The former are rescued via the vocabulary array and added with the append command, forming the column with the tf.feature_column.categorical_column_with_vocabulary_list command.
The latter are assigned directly with the append command with the column via its tf.feature_column.numeric_column designation.

# define tensor
feature_columns = []

# define categorical columns names
CATEGORICAL_COLUMNS = ['sex', 'class', 'deck', 'embark_town', 'alone']
# build columns of categorical variables
for feature_name in CATEGORICAL_COLUMNS:
  vocabulary = dftrain[feature_name].unique()
  feature_columns.append(tf.feature_column.categorical_column_with_vocabulary_list(feature_name, vocabulary))

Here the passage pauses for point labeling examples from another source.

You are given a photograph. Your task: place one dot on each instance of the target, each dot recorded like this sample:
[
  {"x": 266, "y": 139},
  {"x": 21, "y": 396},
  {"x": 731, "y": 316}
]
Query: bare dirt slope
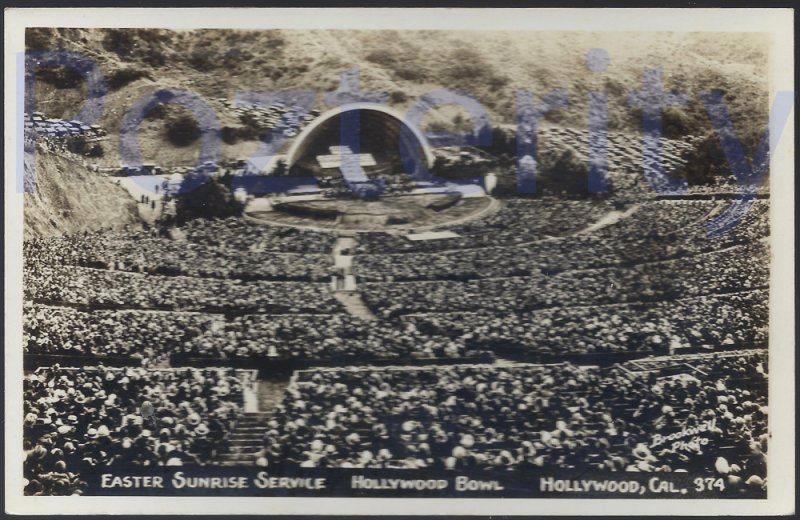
[{"x": 67, "y": 197}]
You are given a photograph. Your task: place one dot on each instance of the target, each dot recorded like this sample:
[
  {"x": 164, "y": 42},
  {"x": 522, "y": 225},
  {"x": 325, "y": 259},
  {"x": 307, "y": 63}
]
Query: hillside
[
  {"x": 67, "y": 197},
  {"x": 489, "y": 66}
]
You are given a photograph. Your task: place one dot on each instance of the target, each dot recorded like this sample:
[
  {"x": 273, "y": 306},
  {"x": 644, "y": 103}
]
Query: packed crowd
[
  {"x": 519, "y": 221},
  {"x": 657, "y": 230},
  {"x": 81, "y": 285},
  {"x": 149, "y": 336},
  {"x": 526, "y": 416},
  {"x": 338, "y": 336},
  {"x": 738, "y": 320},
  {"x": 152, "y": 336},
  {"x": 737, "y": 269},
  {"x": 99, "y": 417},
  {"x": 241, "y": 235},
  {"x": 141, "y": 252}
]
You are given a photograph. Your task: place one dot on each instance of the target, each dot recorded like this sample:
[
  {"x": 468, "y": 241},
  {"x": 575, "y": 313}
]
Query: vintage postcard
[{"x": 322, "y": 261}]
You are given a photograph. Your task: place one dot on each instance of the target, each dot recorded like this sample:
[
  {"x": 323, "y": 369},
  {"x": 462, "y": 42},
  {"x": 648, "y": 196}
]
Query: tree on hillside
[
  {"x": 211, "y": 199},
  {"x": 561, "y": 170}
]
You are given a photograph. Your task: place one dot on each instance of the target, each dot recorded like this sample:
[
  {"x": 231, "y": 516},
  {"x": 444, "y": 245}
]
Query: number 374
[{"x": 708, "y": 484}]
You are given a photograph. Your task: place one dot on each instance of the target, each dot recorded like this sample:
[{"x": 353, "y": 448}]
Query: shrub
[
  {"x": 205, "y": 198},
  {"x": 121, "y": 77},
  {"x": 183, "y": 131}
]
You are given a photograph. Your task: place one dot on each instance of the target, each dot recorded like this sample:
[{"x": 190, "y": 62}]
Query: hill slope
[{"x": 67, "y": 197}]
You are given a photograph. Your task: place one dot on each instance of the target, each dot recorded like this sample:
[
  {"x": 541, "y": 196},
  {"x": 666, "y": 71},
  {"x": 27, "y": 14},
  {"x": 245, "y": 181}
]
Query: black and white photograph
[{"x": 255, "y": 258}]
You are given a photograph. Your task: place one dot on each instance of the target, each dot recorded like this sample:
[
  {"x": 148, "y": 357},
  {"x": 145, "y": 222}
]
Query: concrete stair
[
  {"x": 246, "y": 440},
  {"x": 355, "y": 306}
]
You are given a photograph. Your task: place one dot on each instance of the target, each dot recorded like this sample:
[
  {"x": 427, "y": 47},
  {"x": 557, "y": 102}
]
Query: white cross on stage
[{"x": 338, "y": 153}]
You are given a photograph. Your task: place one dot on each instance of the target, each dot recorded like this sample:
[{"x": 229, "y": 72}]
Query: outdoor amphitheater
[{"x": 423, "y": 325}]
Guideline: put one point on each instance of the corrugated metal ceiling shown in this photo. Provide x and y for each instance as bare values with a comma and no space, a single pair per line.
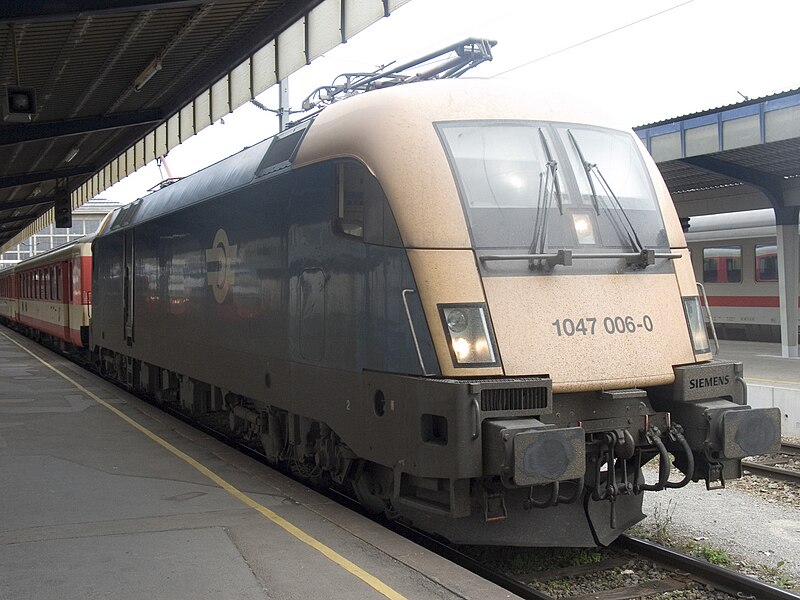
84,57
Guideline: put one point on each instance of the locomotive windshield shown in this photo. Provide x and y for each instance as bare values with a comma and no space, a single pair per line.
542,187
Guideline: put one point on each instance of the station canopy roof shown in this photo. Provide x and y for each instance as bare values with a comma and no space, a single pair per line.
91,90
738,157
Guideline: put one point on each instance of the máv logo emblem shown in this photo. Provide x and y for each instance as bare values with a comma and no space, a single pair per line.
223,255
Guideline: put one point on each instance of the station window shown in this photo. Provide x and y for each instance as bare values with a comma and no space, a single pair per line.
766,262
722,264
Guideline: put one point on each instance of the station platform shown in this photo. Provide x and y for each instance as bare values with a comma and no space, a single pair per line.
772,380
105,496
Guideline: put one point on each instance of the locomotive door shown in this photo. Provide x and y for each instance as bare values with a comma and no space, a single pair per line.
127,292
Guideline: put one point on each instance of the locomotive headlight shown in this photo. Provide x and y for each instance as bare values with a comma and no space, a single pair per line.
697,326
469,335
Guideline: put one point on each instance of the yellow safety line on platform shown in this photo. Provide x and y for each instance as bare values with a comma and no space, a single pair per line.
772,381
340,560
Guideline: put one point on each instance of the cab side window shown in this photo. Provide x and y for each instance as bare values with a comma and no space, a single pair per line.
362,208
350,180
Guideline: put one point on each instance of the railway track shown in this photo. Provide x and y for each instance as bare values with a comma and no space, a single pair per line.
784,465
677,572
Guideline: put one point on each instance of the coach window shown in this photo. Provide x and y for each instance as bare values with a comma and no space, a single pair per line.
766,262
58,294
722,264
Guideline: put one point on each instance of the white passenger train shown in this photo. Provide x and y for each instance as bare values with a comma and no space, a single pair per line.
735,256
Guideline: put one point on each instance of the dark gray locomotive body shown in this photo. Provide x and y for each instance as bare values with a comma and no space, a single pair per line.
322,294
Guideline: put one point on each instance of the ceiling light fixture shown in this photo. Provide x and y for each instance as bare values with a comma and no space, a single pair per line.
146,75
72,154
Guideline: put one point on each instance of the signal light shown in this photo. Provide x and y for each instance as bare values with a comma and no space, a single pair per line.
18,104
63,209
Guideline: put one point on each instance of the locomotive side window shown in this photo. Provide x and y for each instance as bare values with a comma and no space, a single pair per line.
362,208
351,188
766,262
722,264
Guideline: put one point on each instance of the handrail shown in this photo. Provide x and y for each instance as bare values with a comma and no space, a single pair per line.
413,331
702,289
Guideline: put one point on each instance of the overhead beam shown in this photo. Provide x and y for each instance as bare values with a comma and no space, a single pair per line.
57,10
770,185
19,219
39,176
52,129
4,206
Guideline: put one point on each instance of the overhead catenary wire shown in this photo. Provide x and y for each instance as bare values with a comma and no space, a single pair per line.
591,39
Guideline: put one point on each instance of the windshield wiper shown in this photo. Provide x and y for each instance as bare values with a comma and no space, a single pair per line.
548,183
622,230
552,166
588,168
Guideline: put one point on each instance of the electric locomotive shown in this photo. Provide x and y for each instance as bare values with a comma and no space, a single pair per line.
471,304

# define numeric columns names
FLOAT_COLUMNS = ['age', 'fare']
# build columns of numeric variables
for feature_name in FLOAT_COLUMNS:
  feature_columns.append(tf.feature_column.numeric_column(feature_name, dtype=tf.float32))

# define numeric columns names
NUMERIC_COLUMNS = ['n_siblings_spouses', 'parch']
# build columns of numeric variables
for feature_name in NUMERIC_COLUMNS:
  feature_columns.append(tf.feature_column.numeric_column(feature_name, dtype=tf.int32))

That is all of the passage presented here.